European Analogies to the 1920s and 30s

The slow motion train wreck that is the Eurozone continues to roil bond markets, banks and governments. The complex issues involved cannot be described, yet alone adequately explained, in this short piece but bear with me.
Economic activity is still contracting in much of Europe including the UK, Spain, Portugal, Greece, Iceland, Ireland and, quite possibly, France. To a greater or lesser degree all of these countries are pursuing policies of reduced spending, especially on health, education, welfare and retirement and government employment. In the UK and France this punishment is self-inflicted and relatively mild.
In the remaining countries the cutbacks have been more severe as a result of various bailout terms imposed by European authorities and the International Monetary Fund, or implicitly dictated by the bond market. Or, as the unflinchingly capitalist Financial Times put it in a recent editorial: “European leaders [do not] grasp that states and economies – not senior bondholders – must be kept safe from teetering banks… Instead they are strong-arming the periphery into bailing out savers in the core and the reckless banks they entrusted their savings to.”
In these peripheral countries unemployment is already around twenty-percent of the labor force. National income is falling rapidly with the inevitable result that the ratio of government debt to total income is increasing. A falling economy means falling tax revenues and some increases in public welfare expenditures no matter how determined these governments may be to limit spending.
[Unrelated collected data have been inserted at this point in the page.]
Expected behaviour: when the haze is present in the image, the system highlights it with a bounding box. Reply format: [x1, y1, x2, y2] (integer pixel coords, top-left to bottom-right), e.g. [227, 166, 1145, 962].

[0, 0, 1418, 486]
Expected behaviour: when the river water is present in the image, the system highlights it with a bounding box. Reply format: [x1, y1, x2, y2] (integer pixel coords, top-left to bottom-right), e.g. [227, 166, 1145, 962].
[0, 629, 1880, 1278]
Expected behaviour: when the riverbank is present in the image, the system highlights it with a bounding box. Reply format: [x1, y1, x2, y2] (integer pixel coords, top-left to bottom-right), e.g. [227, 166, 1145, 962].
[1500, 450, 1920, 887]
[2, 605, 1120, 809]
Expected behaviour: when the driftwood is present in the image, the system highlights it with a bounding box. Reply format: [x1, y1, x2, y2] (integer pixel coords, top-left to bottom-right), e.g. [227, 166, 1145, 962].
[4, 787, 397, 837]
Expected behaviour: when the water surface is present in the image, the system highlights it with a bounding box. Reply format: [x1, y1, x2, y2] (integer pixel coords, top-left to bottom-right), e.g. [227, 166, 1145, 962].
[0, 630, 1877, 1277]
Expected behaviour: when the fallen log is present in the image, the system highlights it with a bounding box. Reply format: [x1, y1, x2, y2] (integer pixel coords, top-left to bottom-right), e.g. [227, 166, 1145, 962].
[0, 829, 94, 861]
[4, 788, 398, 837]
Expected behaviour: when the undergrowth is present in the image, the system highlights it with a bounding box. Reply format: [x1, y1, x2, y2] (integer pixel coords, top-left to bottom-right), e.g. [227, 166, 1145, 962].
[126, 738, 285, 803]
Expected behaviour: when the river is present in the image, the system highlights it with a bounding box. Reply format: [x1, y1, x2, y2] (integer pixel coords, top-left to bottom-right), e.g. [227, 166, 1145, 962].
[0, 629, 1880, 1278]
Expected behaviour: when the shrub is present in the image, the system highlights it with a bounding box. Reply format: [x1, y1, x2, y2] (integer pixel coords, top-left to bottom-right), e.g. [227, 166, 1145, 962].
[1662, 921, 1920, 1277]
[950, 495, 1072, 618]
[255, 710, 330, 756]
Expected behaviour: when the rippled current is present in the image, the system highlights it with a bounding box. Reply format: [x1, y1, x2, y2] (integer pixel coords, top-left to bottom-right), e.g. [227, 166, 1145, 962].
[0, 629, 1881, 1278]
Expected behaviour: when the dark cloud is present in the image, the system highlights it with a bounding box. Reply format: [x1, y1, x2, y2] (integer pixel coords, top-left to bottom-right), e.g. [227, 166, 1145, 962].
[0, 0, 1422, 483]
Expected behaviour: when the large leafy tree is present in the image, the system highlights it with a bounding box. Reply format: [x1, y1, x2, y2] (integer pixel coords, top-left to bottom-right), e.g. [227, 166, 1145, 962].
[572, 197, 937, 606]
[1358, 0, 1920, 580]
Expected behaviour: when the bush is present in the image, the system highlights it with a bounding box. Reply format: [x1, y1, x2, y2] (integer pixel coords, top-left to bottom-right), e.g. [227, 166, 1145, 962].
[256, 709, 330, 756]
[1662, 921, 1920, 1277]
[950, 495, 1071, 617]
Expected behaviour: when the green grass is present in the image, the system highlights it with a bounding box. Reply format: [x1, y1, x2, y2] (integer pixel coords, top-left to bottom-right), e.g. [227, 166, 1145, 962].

In addition, interest rates on these countries’ bonds continue to rise as the prospect of an eventual default (or restructuring, which is a polite and civilized default) rise by the day. Those higher interest rates, like every other consequence of the wrong-headed policies of a fractious European leadership, only intensify the problem they purportedly set out to solve.
The unavoidable outcome will be an eventual default or restructuring of these countries’ debts as their commitment to continue cutting or their ability to obtain more outside assistance comes to an end.